It used to be that it was all about how boys did me wrong, how they threw deceptively inviting smiles my way and bought me that drink and looked oh so cute and danced all intimate-like with me and took my number and waited days and days to never call and disappeared like smoke.
But at a certain point—long after I stopped expecting any chance nighttime encounters to be anything more than a fleeting flirtation—I realized, I was doing it, too. (Sort of makes you think of how they say children of wife beaters will grow up to become wife beaters themselves, and how no matter how much you deny you will ever raise your children like your parents raised you, your parenting style becomes remarkably like theirs. Damn.)
I guess the trick is to become your own worst nightmare and be the hustler who views all members of the male gender as dispensable. (I know, I know: all those hours condemning the jaded views of older men… what a hypocrite, right?) Which they sort of are by now, anyway.
Last night, we’re out at Hiro Ballroom for a birthday celebration, and after an hour or so, the night’s already starting to wind down. Since I’m sort of off the market anyway (thank goodness), I start flexing the feminine wiles for the hell of it. When a guy passes me by in the crowd, I flash a coy little smile at him just to see what it’ll do. He stops, then slips his hand around my waist.
“Wanna dance?” he whispers in my ear.
I step back, hold my hand out and shake my head. “Nuh-uh, honey. Move on,” I snap.
As he moves on, blinking and looking utterly nonplussed, I spot my next victim.
“I feel like getting a drink,” I tell Deb from my group, then set off. “Hey, what’s your name,” I say, sidling up to my target. Alan looks taken aback by the random assertive girl, but looks relieved and even a little thrilled that I’ve spared him the work of the approach. I ask him a few more questions (“What you doin’ here tonight? Who you with?”) but I honestly don’t recall any of his answers nor do I care much.
“Do you want to maybe grab a drink?” he finally asks.
“Well, I shouldn’t…” I begin, feigning hesitation. “But why not.”

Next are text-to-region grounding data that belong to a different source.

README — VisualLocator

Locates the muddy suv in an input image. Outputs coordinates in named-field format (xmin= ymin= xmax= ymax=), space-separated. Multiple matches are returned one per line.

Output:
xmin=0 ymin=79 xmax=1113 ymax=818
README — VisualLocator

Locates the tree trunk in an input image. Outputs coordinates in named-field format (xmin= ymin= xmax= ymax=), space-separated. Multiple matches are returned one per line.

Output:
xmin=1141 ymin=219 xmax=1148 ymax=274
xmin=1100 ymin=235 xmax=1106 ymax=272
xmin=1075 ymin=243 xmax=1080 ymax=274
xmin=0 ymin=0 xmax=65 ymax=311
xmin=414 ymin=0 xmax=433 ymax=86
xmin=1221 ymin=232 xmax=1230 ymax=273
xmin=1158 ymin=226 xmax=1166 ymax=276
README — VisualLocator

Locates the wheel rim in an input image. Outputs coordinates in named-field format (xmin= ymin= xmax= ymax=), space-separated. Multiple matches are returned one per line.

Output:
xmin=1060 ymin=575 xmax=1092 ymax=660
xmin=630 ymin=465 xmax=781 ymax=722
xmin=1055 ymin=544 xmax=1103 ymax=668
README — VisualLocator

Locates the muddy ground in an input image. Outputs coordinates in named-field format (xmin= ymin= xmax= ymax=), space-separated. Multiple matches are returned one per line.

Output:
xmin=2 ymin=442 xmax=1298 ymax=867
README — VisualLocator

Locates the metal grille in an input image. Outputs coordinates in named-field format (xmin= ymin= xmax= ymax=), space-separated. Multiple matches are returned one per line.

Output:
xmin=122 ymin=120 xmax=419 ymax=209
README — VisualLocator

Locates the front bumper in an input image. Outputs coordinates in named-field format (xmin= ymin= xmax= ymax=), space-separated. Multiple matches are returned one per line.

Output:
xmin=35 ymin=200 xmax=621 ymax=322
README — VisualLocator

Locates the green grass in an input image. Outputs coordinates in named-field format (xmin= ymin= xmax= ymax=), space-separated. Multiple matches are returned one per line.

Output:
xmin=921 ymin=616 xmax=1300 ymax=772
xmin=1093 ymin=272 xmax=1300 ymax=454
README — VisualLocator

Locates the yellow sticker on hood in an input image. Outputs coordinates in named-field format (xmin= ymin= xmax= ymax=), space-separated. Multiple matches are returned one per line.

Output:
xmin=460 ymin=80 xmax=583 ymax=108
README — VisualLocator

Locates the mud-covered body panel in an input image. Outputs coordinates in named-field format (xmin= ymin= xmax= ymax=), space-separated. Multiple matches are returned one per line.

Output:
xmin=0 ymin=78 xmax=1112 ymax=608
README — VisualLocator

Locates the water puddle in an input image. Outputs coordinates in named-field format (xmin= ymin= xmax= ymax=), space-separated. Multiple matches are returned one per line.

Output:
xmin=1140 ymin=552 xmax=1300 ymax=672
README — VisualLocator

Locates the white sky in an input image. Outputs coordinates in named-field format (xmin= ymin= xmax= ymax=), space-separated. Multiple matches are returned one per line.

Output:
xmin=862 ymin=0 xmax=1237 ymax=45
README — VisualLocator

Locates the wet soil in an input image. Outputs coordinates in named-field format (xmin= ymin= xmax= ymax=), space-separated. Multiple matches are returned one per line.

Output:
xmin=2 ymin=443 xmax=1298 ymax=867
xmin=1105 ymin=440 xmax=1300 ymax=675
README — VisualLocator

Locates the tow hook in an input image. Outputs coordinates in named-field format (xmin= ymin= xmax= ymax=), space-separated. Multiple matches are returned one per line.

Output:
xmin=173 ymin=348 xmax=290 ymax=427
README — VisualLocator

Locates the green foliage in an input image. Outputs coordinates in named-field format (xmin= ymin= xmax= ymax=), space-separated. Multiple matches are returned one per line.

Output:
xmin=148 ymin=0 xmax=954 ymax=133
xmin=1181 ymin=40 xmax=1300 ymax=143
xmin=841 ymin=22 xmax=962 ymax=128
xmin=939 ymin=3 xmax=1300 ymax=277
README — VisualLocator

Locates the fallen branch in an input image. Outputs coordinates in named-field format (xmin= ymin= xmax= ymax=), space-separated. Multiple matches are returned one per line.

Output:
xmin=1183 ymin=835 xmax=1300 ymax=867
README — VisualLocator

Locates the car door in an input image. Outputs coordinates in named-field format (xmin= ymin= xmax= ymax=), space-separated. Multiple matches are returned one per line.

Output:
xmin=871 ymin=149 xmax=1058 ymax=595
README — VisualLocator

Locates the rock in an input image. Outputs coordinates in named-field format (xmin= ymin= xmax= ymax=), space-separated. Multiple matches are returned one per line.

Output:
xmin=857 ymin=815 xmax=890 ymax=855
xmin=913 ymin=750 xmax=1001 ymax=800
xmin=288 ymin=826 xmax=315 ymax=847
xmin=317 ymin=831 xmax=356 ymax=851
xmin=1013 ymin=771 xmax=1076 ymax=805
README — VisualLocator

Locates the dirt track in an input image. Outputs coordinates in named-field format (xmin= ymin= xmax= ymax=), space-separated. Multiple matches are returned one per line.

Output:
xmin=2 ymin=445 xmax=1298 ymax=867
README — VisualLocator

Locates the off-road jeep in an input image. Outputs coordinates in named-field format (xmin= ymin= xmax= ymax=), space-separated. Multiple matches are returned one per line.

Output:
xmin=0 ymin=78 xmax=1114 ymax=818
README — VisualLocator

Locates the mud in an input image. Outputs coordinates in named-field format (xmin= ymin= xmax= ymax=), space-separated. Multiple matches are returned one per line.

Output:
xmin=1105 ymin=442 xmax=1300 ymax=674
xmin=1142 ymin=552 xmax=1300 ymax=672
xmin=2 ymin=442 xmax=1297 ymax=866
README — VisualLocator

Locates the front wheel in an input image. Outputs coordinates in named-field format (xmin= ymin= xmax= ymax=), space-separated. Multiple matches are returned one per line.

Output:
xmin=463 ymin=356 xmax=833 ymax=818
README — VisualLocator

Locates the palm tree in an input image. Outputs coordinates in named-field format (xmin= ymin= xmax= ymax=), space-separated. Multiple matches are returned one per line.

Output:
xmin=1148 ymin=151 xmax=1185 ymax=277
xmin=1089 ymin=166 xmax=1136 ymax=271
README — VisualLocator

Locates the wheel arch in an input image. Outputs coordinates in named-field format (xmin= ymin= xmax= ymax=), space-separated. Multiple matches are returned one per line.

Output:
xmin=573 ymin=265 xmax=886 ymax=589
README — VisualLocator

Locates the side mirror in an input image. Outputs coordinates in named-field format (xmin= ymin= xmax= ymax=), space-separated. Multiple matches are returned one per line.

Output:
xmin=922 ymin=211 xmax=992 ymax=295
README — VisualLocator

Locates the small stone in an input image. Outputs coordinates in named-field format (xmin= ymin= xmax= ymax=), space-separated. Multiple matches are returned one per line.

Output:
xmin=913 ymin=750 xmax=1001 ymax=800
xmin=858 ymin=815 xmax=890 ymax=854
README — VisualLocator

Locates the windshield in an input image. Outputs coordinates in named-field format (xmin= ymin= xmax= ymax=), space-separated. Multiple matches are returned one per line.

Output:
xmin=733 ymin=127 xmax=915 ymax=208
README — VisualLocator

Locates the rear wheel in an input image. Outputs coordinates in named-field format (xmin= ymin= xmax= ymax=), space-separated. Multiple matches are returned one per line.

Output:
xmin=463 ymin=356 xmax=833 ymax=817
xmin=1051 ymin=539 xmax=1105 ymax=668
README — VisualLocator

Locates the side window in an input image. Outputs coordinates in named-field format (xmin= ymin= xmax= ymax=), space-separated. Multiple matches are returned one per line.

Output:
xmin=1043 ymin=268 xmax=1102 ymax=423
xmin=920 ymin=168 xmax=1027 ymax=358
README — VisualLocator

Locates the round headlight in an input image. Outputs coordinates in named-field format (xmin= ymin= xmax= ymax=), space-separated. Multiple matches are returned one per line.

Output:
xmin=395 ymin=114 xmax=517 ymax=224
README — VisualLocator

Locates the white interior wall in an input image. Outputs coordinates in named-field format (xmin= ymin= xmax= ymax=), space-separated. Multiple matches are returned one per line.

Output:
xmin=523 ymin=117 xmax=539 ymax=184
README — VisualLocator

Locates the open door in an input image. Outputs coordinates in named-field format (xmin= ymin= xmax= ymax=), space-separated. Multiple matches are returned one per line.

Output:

At the bar, we order Red Bull vodkas and talk some more. It’s the polite thing to do, right? Guy buys you a drink, you keep him company while it lasts. Having paid my due, I’m starting to get bored, and anyway I notice my friends are starting to trickle out the door.
“I think I’m going to go home,” I announce while he’s in the middle of telling me about his childhood in Southeast Asia.
Alan thinks I’m bluffing. “Go ahead,” he says, grinning and rubbing my arm.
“Okay,” I reply, then promptly turn around and leave the club. I looked back once to see him staring at me like a goldfish. I can’t lie: I’m a little smug.